Log for media player:

--------------------------- Media Player ---------------------------
[23:50:53][D][media_player:080]: 'Media Player' - Setting
[23:50:53][D][media_player:087]:   Media URL: http://192.168.10.80:8123/api/esphome/ffmpeg_proxy/34a8f3fb82101368b7bf54d34cc148c9/pjUR7xSahglK-KOErP7G9g.flac
[23:50:53][D][media_player:093]:  Announcement: yes
[23:50:53][D][nabu_media_player.pipeline:174]: Reading FLAC file type
[23:50:53][D][nabu_media_player.pipeline:186]: Decoded audio has 1 channels, 16000 Hz sample rate, and 16 bits per sample
[23:50:53][D][nabu_media_player.pipeline:211]: Converting mono channel audio to stereo channel audio
[23:50:53][D][ring_buffer:034][speaker_task]: Created ring buffer with size 16384
[23:50:53][D][esp-idf:000][speaker_task]: I (108476) I2S: DMA Malloc info, datalen=blocksize=2048, dma_buf_count=4
[23:50:53]
[23:50:53][D][i2s_audio.speaker:118]: Starting Speaker
[23:50:53][D][i2s_audio.speaker:123]: Started Speaker
[23:50:58][D][esp-idf:000][speaker_task]: I (113862) I2S: DMA queue destroyed
[23:50:58]
[23:50:58][D][i2s_audio.speaker:130]: Stopping Speaker
[23:50:58][D][i2s_audio.speaker:136]: Stopped Speaker

My logs look identical. And i see your speaker is in started state for 5 seconds, so it is actually responding…
Could it be that TTS result generated incorrectly? Can you copy that .flac file URL from logs right after interaction, and try to paste it into browser and play?
[EDIT]
Oh sorry, i dove into the logs and actually missed that you tried it. Well, it looks like pipeline problem. Try to change your TTS provider to check if it helps. It might be that “manual TTS” is using different voice?

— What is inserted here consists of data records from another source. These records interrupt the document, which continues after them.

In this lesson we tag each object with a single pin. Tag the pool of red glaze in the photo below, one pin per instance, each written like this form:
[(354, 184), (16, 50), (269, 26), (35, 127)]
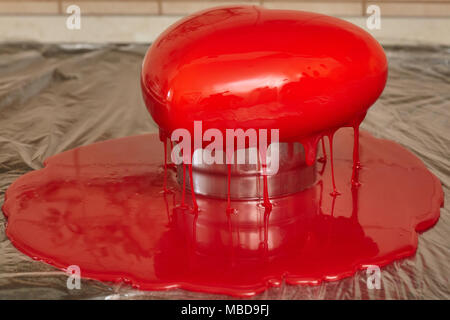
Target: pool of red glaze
[(103, 207)]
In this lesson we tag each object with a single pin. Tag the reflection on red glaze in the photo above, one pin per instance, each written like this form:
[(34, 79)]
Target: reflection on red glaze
[(102, 207), (249, 67)]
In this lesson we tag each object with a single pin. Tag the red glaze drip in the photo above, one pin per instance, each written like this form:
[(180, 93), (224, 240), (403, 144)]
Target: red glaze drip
[(330, 141), (101, 207), (356, 162), (191, 182), (183, 196), (165, 165), (324, 153), (229, 209)]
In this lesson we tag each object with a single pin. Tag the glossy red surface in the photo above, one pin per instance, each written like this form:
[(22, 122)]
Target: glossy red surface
[(248, 67), (102, 207)]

It was a pipeline issue. Although i’m not sure as to what. I tried the Cloud TTS and it worked so for some reason piper wasn’t working. I tried deleting and setting up a new voice assistant, restoring from a backup, and trying different piper voices. I ended up re-installing piper and that seems to have fixed it now :person_shrugging:

As a side note I saw in your repo that more Leds is on your todo section, I also am messing around with that so I ordered a small 8 LED ws2812 light strip that I’m gonna try to add to the onboard ws2812 led. I’ll update after I get the leds with how it goes

2 Likes

Yeah I guess using them on same GPIO as inbuilt LED would work. For myself I decided to pause on that so far - it’s too much of customization, and doesn’t fit simple integration. :slight_smile:

Also I decided to pause on multiple buttons. While I successfully did that (added 3 buttons with different resistors in parallel, and used GPIO3 for analog reading), it brought a lot of complication, and definitely not something that would be appreciated by majority of people. It’s easier to make voice command for volume up/down, than soldering 5 resistors and 3 buttons, and extending YAML with custom-tuned section for resistance sensor…

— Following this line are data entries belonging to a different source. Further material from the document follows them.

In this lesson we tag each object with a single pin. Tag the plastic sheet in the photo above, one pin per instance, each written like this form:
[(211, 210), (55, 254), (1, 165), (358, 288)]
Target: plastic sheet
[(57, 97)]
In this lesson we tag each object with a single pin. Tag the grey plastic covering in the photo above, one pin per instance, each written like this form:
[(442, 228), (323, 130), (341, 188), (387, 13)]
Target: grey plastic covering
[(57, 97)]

So I just keep it as simple as possible now. Speaker and enclosure, that’s it. So far very positive feedback from family. :slight_smile:

3 Likes

One thing I will say is that I do not love the onboard lighting (which was why my V1 at least tried to make use of the haos logo and do something creative). Someday down the road if you get around to publishing the YAML for external LEDs with GPIO mapping I’d love to make use of something that allows us to, say, ring an LED tube around a circular speaker cover.

Will finally get to side-by-side sound quality on the new design tonight. Hope the better speaker and higher enclosure volume help!

But you already can. Just use D0 (GPIO1) on S3, put your dout for led ring there.

It will be working in parallel with onboard LED.